Der Mythos: Eine Falsch-Positiv-Rate von 5 Prozent ist ausreichend.
Die Wahrheit: Computersysteme sehen nur selten Malware, sondern haben die meiste Zeit mit sauberen Dateien zu tun. Bei Windows 10 enthält beispielsweise der Ordner C:/Windows etwa 500 000 Dateien. Wenn wir von einer Falsch-Positiv-Rate von 5 Prozent ausgehen, wird die Erkennungstechnologie 25 000 dieser Dateien als bösartig einstufen. Die Zahl von 5 Prozent wäre also eine absolute Katastrophe für alle Beteiligten. Bei Antiviren-Produkten muss daher die Falsch-Positiv-Rate sehr viel niedriger sein.
Warum Antiviren-Produkte immer noch hilfreich und notwendig sind
Viele Menschen sind überzeugt, dass man zur Erkennung von Ransomware "nur" nach Programmen suchen muss, die viele Dateien auf einmal umbenennen und deren Informationsdichte durch Verschlüsselung erhöhen. Wer solche Heuristiken in die Praxis umsetzt, stellt fest, dass viele legitime Programme ein ähnliches Verhalten zeigen.

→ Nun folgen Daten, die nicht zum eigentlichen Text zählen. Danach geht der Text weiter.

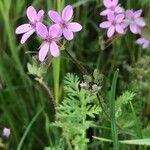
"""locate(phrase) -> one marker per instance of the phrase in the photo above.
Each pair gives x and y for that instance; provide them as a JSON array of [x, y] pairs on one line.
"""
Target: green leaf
[[145, 32]]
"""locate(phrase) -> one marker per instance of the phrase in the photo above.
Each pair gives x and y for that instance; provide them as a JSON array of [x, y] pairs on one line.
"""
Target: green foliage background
[[24, 102]]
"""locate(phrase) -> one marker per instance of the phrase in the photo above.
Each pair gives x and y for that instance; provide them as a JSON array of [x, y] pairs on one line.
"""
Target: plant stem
[[44, 85], [81, 68], [112, 112]]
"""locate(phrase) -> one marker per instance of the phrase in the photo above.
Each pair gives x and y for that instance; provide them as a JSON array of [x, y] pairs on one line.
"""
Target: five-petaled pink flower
[[6, 132], [135, 21], [112, 7], [113, 24], [144, 42], [49, 37], [66, 27], [28, 29]]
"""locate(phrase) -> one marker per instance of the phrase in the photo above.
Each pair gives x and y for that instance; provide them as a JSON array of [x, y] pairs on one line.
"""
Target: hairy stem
[[51, 97], [76, 62]]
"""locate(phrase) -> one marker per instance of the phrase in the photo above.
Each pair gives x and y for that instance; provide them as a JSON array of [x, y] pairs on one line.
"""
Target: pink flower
[[6, 132], [49, 40], [142, 41], [135, 21], [113, 24], [28, 29], [112, 7], [83, 85], [64, 21]]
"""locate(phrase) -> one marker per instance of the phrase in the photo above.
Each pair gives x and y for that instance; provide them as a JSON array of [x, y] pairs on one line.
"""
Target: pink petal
[[146, 44], [129, 14], [107, 3], [140, 22], [124, 25], [23, 28], [115, 2], [74, 27], [105, 24], [111, 17], [31, 14], [140, 41], [119, 10], [104, 12], [134, 28], [54, 49], [40, 15], [54, 30], [43, 51], [119, 18], [138, 13], [55, 17], [111, 31], [26, 36], [68, 34], [42, 30], [67, 13], [119, 29]]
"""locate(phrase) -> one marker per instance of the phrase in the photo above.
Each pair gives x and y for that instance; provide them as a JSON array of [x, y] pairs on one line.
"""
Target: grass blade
[[112, 112]]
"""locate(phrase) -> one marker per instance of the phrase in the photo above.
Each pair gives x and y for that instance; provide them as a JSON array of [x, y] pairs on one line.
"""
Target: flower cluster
[[118, 19], [62, 28]]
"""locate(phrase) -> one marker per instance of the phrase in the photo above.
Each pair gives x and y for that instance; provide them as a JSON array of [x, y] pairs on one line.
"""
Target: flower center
[[33, 24]]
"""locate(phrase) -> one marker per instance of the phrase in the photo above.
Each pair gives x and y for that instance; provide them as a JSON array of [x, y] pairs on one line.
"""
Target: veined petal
[[119, 18], [54, 16], [54, 49], [105, 24], [26, 36], [68, 34], [140, 22], [104, 12], [42, 30], [111, 31], [31, 13], [119, 9], [129, 14], [23, 28], [140, 41], [138, 13], [67, 13], [115, 2], [74, 27], [134, 28], [146, 44], [40, 15], [119, 29], [54, 30], [43, 51], [107, 3], [111, 17]]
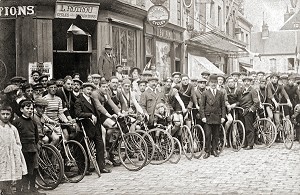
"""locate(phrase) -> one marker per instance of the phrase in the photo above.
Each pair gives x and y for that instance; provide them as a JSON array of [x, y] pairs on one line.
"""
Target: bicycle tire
[[164, 146], [176, 156], [221, 140], [91, 152], [76, 152], [288, 133], [237, 135], [187, 142], [198, 141], [267, 132], [133, 151], [150, 144], [50, 162]]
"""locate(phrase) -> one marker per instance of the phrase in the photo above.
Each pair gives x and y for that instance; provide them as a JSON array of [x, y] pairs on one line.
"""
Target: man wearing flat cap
[[249, 101], [85, 107], [212, 113], [150, 98], [107, 63], [205, 74]]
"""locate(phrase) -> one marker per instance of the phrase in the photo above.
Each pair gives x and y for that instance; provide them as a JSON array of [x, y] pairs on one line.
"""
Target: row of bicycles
[[137, 147]]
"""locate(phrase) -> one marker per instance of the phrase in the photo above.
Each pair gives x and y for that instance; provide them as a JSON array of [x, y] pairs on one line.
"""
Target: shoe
[[116, 163], [249, 148], [244, 146], [258, 142], [105, 171], [215, 154], [206, 155], [88, 173]]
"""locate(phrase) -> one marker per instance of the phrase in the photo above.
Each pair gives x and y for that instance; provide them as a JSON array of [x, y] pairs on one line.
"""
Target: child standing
[[11, 167], [29, 138]]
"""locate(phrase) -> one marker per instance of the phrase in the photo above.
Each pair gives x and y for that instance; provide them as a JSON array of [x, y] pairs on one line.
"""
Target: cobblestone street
[[271, 171]]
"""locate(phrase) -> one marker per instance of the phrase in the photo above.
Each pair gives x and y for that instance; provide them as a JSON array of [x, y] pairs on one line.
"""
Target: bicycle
[[160, 141], [132, 148], [74, 155], [198, 137], [50, 167], [89, 146], [265, 128], [236, 131], [286, 129]]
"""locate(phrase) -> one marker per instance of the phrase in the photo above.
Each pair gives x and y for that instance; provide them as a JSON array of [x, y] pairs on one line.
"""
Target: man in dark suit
[[107, 63], [249, 101], [150, 98], [85, 108], [212, 112]]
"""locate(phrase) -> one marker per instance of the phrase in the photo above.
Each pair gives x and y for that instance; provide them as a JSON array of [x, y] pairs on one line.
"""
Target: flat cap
[[84, 85], [10, 88]]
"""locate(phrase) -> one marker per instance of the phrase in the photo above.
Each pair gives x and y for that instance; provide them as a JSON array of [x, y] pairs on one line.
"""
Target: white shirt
[[87, 98]]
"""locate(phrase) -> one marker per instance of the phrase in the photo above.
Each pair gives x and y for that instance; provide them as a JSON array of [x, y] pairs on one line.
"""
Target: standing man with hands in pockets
[[212, 113]]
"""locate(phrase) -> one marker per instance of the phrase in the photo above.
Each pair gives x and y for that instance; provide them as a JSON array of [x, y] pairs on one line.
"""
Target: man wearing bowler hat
[[212, 113], [249, 101], [107, 63]]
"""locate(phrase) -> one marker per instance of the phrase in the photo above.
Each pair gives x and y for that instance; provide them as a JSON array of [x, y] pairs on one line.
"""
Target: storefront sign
[[164, 33], [158, 2], [187, 3], [14, 11], [45, 68], [71, 11], [158, 15]]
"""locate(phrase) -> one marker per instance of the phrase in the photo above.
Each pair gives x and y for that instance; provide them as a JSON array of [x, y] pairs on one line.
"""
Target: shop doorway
[[70, 63]]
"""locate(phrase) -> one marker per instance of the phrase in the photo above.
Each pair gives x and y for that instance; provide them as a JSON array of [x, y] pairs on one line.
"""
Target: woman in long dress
[[12, 162]]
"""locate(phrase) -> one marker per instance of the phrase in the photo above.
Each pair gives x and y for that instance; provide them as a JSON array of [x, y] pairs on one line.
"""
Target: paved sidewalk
[[258, 171]]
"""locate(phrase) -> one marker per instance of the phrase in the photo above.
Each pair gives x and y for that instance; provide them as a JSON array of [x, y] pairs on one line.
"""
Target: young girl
[[11, 166]]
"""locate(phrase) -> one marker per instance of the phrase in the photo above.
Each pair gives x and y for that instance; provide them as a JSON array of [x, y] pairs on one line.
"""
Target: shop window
[[291, 63], [124, 44]]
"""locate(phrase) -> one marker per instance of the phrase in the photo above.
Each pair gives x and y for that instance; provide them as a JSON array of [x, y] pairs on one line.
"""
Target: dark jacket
[[83, 109], [249, 99], [212, 107]]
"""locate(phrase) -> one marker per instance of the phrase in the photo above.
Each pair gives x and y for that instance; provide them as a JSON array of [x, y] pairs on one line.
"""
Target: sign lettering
[[71, 11], [14, 11]]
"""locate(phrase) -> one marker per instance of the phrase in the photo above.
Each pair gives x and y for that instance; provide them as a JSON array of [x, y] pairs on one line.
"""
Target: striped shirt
[[55, 110]]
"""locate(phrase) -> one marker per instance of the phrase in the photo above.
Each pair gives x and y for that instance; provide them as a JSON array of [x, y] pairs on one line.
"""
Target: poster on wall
[[163, 59], [45, 68]]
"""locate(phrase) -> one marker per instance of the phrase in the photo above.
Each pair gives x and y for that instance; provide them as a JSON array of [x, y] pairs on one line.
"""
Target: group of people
[[31, 112]]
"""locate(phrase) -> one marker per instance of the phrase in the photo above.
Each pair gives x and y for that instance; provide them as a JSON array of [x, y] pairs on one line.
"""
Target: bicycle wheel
[[221, 140], [91, 151], [164, 146], [288, 133], [176, 156], [50, 169], [150, 144], [237, 135], [187, 142], [266, 132], [75, 160], [198, 140], [133, 151]]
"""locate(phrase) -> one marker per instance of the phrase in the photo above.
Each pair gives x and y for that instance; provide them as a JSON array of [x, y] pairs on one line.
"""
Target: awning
[[214, 39], [198, 64]]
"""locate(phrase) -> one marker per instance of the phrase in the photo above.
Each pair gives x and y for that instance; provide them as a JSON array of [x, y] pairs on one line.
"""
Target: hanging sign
[[187, 3], [72, 10], [15, 11], [158, 15]]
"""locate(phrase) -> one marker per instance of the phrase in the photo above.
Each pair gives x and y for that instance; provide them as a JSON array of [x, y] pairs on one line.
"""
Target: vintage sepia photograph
[[149, 97]]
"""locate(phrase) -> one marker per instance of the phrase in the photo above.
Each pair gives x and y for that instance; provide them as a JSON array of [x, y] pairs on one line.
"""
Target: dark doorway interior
[[70, 63]]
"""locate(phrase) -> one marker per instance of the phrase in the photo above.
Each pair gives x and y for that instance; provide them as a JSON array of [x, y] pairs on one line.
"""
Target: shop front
[[164, 49]]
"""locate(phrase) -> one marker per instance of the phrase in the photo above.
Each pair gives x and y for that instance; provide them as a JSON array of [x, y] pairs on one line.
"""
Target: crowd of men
[[211, 99]]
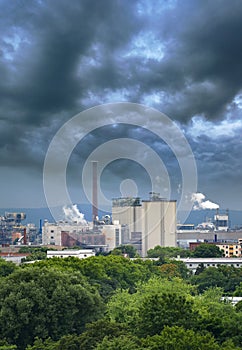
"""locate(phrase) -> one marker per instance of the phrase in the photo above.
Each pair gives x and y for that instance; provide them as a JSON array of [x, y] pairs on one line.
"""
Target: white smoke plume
[[72, 214], [199, 202]]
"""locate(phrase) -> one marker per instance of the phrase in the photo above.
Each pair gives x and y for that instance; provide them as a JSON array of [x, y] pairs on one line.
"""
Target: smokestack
[[25, 236], [94, 191]]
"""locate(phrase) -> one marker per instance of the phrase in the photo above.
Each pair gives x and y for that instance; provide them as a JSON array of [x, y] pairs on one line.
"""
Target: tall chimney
[[25, 237], [94, 191]]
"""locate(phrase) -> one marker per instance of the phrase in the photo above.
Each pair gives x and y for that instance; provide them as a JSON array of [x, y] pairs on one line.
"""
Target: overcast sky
[[59, 58]]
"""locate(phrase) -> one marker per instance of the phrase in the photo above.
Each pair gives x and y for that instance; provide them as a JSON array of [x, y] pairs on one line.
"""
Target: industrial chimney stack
[[94, 192]]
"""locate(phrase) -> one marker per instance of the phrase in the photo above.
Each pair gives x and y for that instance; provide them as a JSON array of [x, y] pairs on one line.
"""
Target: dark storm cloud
[[183, 57]]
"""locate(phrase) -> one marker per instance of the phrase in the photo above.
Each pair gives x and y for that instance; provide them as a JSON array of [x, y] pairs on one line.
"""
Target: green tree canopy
[[44, 302]]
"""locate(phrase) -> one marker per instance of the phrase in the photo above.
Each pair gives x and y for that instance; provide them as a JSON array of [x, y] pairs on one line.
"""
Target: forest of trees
[[113, 302]]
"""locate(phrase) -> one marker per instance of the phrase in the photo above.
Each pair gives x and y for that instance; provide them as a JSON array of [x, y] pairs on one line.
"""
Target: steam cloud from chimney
[[199, 202], [72, 214]]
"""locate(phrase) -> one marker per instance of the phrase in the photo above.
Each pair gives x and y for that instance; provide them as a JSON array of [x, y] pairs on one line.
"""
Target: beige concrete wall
[[159, 225]]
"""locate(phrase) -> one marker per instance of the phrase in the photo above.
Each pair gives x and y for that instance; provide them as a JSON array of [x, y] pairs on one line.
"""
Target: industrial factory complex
[[141, 223]]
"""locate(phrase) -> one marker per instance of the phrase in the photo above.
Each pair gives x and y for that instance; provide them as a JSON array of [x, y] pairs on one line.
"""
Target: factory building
[[148, 223], [102, 236]]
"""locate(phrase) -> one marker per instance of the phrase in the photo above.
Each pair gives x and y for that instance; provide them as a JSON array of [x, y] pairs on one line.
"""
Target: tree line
[[112, 302]]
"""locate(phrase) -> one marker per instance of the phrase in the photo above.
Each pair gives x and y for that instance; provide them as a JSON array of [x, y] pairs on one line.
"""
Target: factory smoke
[[199, 202], [72, 214]]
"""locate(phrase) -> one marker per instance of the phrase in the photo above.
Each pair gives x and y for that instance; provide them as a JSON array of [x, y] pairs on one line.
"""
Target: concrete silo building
[[148, 223]]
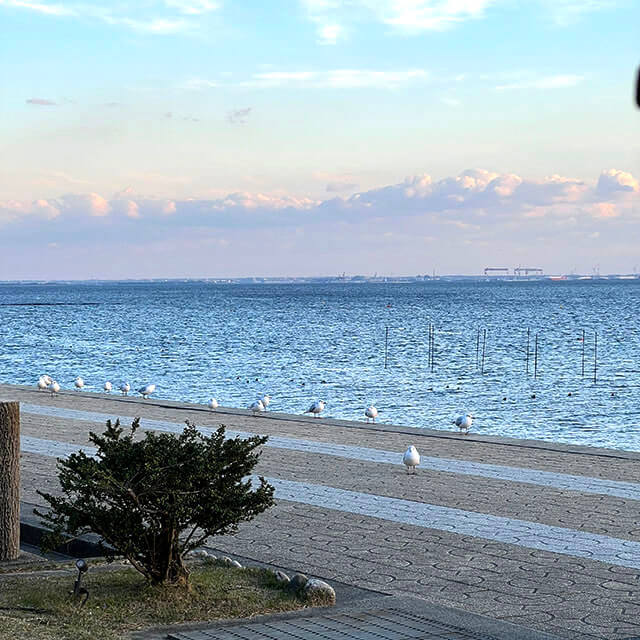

Bei der Ransomware-Heuristik handelt es sich beispielsweise um Backup-Programme, die genau das Gleiche tun: Sie benennen massenhaft persönliche Dateien um und erhöhen ihre Entropie durch Komprimierung.
Antiviren-Produkte lösen dieses Problem, indem sie verschiedene Schutzmechanismen übereinanderschichten. Die Technologien werden kombiniert, um die beste Abdeckung zu erreichen. Einige von ihnen erkennen für sich genommen vielleicht nur 20 Prozent aller Schaddateien, weil sie auf bestimmte Arten von Angriffen oder Umgebungen spezialisiert sind, wie etwa Dateiformate, Verhalten oder andere Eigenschaften, die eine Voraussetzung sind. Aber wenn eine Teilmenge dieser Schaddateien von keiner anderen Technologie erkannt wird, lohnt sich die Implementierung dieser Schichtbauweise.
Schlussfolgerungen
Techniken und Technologien zum Erkennen von Malware sind in der Praxis recht komplex. Während viele Menschen überzeugt sind, dass hohe Malware-Erkennungsraten das primäre Ziel sind, ist eine niedrige False-Positive-Rate der wichtigste Indikator für die Qualität der Erkennungsheuristik. Die Falsch-negativ-Rate einzelner Technologien ist nicht so wichtig, solange die Erkennungsheuristik einige Löcher abdeckt. Die eine Technologie, die allen anderen überlegen ist, wird es nicht geben.
----------
Gegen Social Engineering ist selbst eine gute Antiviren-Software machtlos
Seit mehr als 30 Jahren ist Antiviren-Software ein wichtiger Bestandteil der IT-Sicherheit. Und muss immer wieder gegen Vorurteile ankämpfen. Cornelia Lehle, Head of Sales DACH bei G Data Cyberdefense, erläutert im Interview, welche Rolle Virenschutz heute in der IT-Sicherheit spielt.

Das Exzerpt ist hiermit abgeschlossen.